Similar to Prometheus metrics, alerts use labels to identify a particular dimensional instantiation, and the Alertmanager dashboard enables operators to preemptively silence alerts based on them.

Check Active Alerts from NCNs

Prometheus includes the /api/v1/alerts endpoint, which returns a JSON object containing the active alerts. From a non-compute node (NCN), can connect to sysmgmt-health/cray-sysmgmt-health-promet-prometheus directly and bypass service authentication and authorization.

Obtain the cluster IP address:

ncn-w001# kubectl -n sysmgmt-health get svc cray-sysmgmt-health-promet-prometheus

Example output:

NAME                                    TYPE        CLUSTER-IP     EXTERNAL-IP   PORT(S)    AGE
cray-sysmgmt-health-promet-prometheus   ClusterIP   10.16.201.80   <none>        9090/TCP   2d6h

Get active alerts, which includes KubeletTooManyPods if it is going off:

ncn-w001# curl -s http://CLUSTER-IP:PORT/api/v1/alerts | jq . | grep -B 10 -A 20 KubeletTooManyPods

Example output:

{
  "status": "success",
  "data": {
    "alerts": [
      {
        "labels": {
          "alertname": "KubeletTooManyPods",
          "endpoint": "https-metrics",
          "instance": "10.252.1.6:10250",
          "job": "kubelet",
          "namespace": "kube-system",
          "node": "ncn-w003",
          "prometheus": "kube-monitoring/cray-prometheus-operator-prometheus",
          "prometheus_replica": "prometheus-cray-prometheus-operator-prometheus-0",
          "service": "cray-prometheus-operator-kubelet",
          "severity": "warning"
        },
        "annotations": {
          "message": "Kubelet 10.252.1.6:10250 is running 107 Pods, close to the limit of 110.",
          "runbook_url": "https://github.com/kubernetes-monitoring/kubernetes-mixin/tree/master/runbook.md#alert-name-kubelettoomanypods"
        },
        "state": "firing",
        "activeAt": "2020-01-11T18:13:35.086499854Z",
        "value": 107
      },
      {
        "labels": {

In the example above, the alert actually indicates it is getting close to the limit, but the value included in the alert is the actual number of pods on ncn-w003.

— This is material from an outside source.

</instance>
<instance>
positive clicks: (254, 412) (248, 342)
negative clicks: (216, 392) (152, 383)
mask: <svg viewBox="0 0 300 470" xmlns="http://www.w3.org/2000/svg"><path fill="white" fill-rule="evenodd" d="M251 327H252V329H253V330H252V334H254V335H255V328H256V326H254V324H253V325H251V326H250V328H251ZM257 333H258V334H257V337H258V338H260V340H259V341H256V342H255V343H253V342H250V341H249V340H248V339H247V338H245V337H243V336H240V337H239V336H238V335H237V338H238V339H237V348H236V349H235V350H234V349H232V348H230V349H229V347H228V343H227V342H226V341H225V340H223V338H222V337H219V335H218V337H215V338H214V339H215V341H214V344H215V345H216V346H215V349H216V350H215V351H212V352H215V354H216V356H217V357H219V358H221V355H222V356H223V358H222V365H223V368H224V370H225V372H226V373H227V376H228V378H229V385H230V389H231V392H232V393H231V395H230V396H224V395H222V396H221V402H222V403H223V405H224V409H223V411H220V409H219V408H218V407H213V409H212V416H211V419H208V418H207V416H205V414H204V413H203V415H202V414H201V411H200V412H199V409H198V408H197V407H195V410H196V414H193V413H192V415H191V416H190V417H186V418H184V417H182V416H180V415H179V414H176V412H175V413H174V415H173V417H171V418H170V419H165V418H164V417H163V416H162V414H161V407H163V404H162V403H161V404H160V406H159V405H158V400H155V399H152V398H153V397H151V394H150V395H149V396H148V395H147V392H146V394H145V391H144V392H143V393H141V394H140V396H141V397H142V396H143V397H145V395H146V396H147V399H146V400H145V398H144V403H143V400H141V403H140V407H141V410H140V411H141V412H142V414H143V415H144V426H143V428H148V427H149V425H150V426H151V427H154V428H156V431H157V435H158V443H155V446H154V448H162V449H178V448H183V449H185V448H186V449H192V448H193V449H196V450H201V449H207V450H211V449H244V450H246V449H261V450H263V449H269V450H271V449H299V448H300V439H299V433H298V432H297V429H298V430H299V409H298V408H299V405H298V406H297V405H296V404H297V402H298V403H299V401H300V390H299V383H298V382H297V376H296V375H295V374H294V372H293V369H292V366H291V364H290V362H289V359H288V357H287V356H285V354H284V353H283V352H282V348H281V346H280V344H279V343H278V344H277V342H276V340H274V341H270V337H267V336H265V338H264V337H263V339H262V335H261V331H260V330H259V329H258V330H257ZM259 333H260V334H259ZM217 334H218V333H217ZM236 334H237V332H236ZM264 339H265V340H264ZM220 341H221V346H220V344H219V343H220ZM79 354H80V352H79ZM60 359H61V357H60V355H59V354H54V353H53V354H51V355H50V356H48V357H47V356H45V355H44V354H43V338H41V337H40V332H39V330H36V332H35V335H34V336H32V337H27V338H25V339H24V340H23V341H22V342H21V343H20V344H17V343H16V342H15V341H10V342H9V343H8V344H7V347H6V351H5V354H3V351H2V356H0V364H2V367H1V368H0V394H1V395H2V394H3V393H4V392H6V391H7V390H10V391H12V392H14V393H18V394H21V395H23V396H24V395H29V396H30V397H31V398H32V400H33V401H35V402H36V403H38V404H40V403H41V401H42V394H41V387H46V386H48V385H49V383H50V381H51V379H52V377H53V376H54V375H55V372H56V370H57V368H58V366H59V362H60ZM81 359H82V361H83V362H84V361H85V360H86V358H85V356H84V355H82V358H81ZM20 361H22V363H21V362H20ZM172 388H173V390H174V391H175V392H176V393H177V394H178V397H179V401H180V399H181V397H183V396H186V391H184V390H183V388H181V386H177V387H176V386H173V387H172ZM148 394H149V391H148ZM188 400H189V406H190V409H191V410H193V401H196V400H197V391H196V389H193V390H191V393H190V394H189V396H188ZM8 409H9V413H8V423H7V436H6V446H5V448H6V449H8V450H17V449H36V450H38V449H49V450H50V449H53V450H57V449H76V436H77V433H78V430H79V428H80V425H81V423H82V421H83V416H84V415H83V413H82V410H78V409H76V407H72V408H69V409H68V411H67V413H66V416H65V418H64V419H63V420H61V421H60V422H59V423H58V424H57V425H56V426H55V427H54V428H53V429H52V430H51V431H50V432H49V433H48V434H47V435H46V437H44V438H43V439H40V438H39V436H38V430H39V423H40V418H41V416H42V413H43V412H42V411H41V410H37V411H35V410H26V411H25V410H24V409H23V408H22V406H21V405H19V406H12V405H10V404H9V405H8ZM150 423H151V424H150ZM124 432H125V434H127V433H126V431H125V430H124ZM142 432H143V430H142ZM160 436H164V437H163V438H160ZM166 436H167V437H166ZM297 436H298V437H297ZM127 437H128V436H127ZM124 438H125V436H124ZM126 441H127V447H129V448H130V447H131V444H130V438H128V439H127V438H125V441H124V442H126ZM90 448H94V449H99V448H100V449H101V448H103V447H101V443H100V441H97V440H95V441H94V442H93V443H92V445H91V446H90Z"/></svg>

Troubleshooting: If an alert titled KubeCronJobRunning is encountered, this could be an indication that a Kubernetes cronjob is misbehaving. The Labels section under the firing alert will indicate the name of the cronjob that is taking longer than expected to complete. Refer to the “CHECK CRON JOBS” header in the Power On and Start the Management Kubernetes Cluster procedure for instructions on how to troubleshoot the cronjob, as well as how to restart (export and reapply) the cronjob.